Postnatal development of cyclooxygenase-2 in the rat kidney.

Prostaglandins are local mediators/modulators of kinin effects in the kidney. The prostaglandin G2/H2 synthase (cyclooxygenase, COX) is the key regulatory enzyme of prostanoid synthesis pathway. Two COX isoenzymes (constitutive or COX-1 and inducible or COX-2) have been described in the rat kidney. We have demonstrated the presence of COX-2 in a subset of thick ascending limb of Henle (TAL) cells in normal adult rats [Vio, C.P., Cespedes, C., Gallardo, P., Masferrer, J.L., 1997. Renal identification of cyclooxygenase-2 in a subset of thick ascending limb cells. Hypertension 30, 687-692]. The present work was designed to evaluate COX-2 during the postnatal development of the rat kidney. Kidneys from Sprague-Dawley rats were studied during postnatal days 5, 10, 15 days and adult (60 days) (n = 8 each group). Renal tissue was immunostained with specific antibodies against COX-2. COX-2 was observed exclusively in TAL. A small number of COX-2 cells were observed during early postnatal life, increasing from day 5 to 15, and decreasing thereafter to reach adult levels.
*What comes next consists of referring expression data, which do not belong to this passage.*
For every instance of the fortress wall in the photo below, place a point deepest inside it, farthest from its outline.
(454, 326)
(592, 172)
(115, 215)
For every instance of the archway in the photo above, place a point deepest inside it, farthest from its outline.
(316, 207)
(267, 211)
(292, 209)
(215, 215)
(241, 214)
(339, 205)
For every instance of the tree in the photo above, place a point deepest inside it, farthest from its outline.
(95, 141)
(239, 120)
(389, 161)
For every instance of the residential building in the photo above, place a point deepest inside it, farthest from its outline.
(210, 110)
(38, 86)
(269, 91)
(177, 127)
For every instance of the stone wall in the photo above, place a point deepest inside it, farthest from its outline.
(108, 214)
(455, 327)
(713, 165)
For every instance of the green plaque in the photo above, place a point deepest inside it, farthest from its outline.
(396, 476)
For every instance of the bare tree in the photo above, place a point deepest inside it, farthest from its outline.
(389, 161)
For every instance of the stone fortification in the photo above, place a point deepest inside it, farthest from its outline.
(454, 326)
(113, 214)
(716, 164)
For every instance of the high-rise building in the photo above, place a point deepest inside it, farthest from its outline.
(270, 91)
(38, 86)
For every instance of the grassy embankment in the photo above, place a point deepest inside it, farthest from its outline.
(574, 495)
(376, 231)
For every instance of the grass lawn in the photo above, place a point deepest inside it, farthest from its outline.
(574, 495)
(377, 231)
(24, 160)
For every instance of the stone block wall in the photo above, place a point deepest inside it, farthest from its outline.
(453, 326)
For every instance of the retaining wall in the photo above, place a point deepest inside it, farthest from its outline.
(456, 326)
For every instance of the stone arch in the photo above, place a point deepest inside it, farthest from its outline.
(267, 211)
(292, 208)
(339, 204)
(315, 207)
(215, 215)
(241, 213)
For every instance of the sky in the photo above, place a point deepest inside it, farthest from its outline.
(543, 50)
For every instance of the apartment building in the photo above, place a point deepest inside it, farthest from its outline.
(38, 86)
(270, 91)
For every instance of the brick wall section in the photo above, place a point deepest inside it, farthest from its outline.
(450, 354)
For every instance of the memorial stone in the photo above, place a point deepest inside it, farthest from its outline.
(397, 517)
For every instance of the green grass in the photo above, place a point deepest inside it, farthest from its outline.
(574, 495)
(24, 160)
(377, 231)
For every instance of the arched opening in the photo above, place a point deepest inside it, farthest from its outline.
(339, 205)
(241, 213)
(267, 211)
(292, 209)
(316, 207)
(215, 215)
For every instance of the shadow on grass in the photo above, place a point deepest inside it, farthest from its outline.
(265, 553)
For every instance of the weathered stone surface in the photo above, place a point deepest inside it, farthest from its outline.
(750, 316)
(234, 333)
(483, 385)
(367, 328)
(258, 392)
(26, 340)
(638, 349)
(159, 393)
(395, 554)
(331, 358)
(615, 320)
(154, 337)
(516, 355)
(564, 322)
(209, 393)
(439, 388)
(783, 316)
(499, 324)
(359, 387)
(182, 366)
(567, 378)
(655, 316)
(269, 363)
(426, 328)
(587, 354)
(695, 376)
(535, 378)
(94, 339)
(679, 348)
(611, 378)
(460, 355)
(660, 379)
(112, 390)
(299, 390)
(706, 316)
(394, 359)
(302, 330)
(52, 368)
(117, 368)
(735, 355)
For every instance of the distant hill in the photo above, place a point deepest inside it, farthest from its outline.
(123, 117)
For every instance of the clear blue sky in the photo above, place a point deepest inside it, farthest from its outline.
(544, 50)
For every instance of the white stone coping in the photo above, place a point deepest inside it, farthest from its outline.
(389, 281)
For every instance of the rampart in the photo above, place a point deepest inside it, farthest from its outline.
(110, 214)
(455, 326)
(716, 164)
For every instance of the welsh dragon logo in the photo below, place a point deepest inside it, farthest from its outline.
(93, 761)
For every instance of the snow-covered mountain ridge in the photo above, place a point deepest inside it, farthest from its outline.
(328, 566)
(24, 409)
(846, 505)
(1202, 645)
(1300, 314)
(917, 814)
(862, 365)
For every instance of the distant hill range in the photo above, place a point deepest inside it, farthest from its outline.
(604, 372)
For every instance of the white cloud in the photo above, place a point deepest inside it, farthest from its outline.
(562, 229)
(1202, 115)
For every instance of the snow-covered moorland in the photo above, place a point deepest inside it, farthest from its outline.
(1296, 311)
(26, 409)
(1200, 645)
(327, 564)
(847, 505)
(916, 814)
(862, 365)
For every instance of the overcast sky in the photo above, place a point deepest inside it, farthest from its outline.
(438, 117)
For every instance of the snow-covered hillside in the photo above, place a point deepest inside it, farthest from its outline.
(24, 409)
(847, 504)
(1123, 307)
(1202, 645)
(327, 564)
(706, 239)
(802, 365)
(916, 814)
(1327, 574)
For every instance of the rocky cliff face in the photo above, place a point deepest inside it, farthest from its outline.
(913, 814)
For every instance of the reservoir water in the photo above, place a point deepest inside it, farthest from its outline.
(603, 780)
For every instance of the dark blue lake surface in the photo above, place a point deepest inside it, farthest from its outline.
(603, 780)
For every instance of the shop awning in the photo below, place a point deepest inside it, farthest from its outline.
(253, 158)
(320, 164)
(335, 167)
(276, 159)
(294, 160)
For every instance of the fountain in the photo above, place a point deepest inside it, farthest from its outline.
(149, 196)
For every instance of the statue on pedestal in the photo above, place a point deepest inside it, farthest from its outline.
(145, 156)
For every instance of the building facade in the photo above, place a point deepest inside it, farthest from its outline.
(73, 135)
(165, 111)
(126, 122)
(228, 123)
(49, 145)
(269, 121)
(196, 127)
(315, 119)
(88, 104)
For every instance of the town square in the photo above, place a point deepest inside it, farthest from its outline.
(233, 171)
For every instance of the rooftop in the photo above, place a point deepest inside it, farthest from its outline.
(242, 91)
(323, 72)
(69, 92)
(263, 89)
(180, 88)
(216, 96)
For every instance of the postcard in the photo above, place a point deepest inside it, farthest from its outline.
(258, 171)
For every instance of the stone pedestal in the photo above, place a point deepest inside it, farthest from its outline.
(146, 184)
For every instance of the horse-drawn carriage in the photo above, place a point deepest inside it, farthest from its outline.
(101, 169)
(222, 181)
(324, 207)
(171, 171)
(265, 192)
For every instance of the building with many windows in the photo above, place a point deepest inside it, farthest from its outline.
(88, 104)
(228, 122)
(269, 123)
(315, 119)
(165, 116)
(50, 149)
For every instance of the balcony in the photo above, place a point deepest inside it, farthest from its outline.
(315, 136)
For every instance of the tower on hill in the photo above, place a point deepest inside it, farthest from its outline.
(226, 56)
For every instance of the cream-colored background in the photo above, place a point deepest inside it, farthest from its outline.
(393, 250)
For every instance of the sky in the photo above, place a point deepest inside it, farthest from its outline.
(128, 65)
During maximal expression, near 20% of TAL were COX-2 positive whereas in early postnatal period and adults, only 2% of TAL cells contain COX-2. This transient induction of COX-2 during development suggest that the enzyme is necessary for the postnatal development of the kidney. This change in COX-2 seems to correspond to a derepression of COX-2 gene expression secondary to low levels of glucocorticoids.